Материал же, который я написала, был одним из многих в ряду подобных. Из него вычеркнули мой пассаж об огне («при чем тут это?»). И правильно вычеркнули. И никому не ясную параллель с некоей застывшей и не желающей меняться человеческой природой, которая живет за триста километров. («Это ты о чем, подруга? Что за мелкая философия?») И, конечно, мысль о будто бы отдаваемой крови. («Кому?! И зачем?! Они что – доноры?»)
Но кое-что оставили. Безграничность снегов под крылом самолета. Безграничность возможностей. Про сидевшую у меня на коленях тоску я не писала. Это был мой изъян. Моя тугоухость и кривоглазость, а также хромота и горбатость.
Время же рядилось в красоту.
Люди добрые! Куда это меня занесло? Я уже сто семьдесят лет не занимаюсь журналистикой. Моя дочь иногда любит сказануть:
– Моя мать – из проституток.
Это у нее такой юмор. У нее коллекция страшных четверостиший.
…Дедушка в поле гранату нашел…
…Косточки, косточки, звездочки в ряд…
Все хохочут, и я со всеми. Что-то случилось со всеми нами, если мы смеемся над этим.
Что?..
Это без ума. Это на уровне инстинкта. Из двух врачей я выбираю мужчину. Боже! Почему? Я уже немолода, чтобы рассчитывать на женские штучки, которые никогда не сработают у врача-женщины, но у мужчины вполне могут. И я ведь столько встречала идиотов врачей-мужчин. Целая коллекция их ждет своего часа. А тут вот на тебе… Я иду к хирургу с мужской фамилией.

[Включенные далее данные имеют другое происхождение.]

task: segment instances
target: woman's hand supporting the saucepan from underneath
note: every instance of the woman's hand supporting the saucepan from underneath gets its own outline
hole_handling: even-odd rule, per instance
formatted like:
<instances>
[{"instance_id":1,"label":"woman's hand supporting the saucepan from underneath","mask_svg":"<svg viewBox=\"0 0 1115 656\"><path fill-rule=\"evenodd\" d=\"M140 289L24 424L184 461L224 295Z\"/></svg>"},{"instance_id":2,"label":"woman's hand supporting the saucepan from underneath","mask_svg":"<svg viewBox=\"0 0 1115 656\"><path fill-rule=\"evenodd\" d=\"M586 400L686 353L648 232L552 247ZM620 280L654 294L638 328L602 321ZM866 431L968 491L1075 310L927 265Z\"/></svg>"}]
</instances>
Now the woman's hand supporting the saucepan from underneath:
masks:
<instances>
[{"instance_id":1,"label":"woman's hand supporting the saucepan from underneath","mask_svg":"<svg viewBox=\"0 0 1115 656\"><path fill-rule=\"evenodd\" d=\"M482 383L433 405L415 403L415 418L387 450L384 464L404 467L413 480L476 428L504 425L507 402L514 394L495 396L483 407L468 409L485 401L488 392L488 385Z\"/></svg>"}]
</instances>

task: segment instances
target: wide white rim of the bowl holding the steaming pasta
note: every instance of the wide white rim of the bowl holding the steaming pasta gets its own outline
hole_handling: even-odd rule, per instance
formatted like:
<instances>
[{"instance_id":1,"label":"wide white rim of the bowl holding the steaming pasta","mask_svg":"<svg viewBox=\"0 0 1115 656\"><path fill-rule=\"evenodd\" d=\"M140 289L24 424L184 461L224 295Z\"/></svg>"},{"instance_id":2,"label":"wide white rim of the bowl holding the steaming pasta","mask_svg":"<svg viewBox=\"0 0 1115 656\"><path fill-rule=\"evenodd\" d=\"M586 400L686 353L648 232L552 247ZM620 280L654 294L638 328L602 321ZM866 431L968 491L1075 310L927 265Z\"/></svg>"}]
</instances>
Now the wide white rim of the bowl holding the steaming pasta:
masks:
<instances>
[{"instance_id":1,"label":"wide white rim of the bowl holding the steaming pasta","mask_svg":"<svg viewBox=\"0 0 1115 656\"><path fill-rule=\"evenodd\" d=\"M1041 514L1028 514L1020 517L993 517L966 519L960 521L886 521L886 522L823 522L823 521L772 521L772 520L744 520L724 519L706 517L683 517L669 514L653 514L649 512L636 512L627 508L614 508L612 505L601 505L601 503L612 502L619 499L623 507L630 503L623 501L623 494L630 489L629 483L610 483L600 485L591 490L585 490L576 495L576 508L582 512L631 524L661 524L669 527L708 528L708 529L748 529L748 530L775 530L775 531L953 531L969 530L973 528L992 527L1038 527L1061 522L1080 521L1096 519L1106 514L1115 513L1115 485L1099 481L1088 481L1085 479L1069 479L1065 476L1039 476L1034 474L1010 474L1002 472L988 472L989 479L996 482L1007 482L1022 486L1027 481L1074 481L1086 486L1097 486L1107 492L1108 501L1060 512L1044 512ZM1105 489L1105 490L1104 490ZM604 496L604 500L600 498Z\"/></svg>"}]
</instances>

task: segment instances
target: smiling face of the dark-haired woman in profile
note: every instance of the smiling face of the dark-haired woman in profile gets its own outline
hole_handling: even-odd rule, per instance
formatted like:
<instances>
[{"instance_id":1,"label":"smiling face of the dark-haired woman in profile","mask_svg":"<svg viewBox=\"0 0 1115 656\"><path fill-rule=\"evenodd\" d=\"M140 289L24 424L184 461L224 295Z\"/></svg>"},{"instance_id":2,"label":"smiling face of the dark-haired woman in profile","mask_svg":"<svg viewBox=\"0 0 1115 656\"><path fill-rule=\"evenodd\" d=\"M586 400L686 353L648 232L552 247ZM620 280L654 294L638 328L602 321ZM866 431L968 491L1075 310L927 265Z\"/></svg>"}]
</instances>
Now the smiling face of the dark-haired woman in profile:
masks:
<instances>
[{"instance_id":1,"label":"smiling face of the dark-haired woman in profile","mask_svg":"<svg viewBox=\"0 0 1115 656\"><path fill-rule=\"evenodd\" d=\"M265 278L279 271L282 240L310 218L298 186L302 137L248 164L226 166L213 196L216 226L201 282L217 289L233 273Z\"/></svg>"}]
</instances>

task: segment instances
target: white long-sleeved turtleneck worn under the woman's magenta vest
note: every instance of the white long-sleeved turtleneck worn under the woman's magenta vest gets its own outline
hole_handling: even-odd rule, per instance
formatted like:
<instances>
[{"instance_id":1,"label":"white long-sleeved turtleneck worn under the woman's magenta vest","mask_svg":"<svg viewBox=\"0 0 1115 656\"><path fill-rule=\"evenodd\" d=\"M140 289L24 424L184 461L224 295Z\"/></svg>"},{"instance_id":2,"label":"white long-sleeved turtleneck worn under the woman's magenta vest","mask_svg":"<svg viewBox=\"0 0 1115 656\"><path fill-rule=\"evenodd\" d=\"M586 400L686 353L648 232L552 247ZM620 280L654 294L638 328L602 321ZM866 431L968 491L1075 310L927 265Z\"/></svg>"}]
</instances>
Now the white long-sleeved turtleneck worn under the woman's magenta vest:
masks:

Я казню себя за собственное пренебрежение родом, которому принадлежу и который считаю и умнее, и образованнее мужского. Но видит бог, я знаю нас, женщин, как облупленных, и знаю: случай моего примитивного панариция – очень хороший повод всколыхнуть тяжелые непрозрачные воды женской души, в которых живет, захлебываясь, каждая женщина. То, что этот потоп женской душевной боли не захлестнул нас до смерти, это опять же парадокс – это ее заслуга, женщины. Я иногда думаю о ней (о себе!), как у нее (у меня!) хватает сил держать в себе невыносимый груз жизни. Считается, что бог не дает груза и боли больше, чем можно вынести. Увы! Не так. В случае с богом это поединок, в котором женщина, не отдавая даже себе отчета, слегка выдохнув, каким-то непостижимым образом вмещает в себя и еще одну беду, и еще, не запрограммированные богом. Мужчины уже три раза от этого умерли бы, а она, подруга моя, спасительница, живет. Вот поэтому не идите к ней с мелочами типа панариция. Всколыхнутся в ней стоялые больные воды, и мало не покажется, пожелаешь себе аппендицита или ущемления, а то и заворота кишок.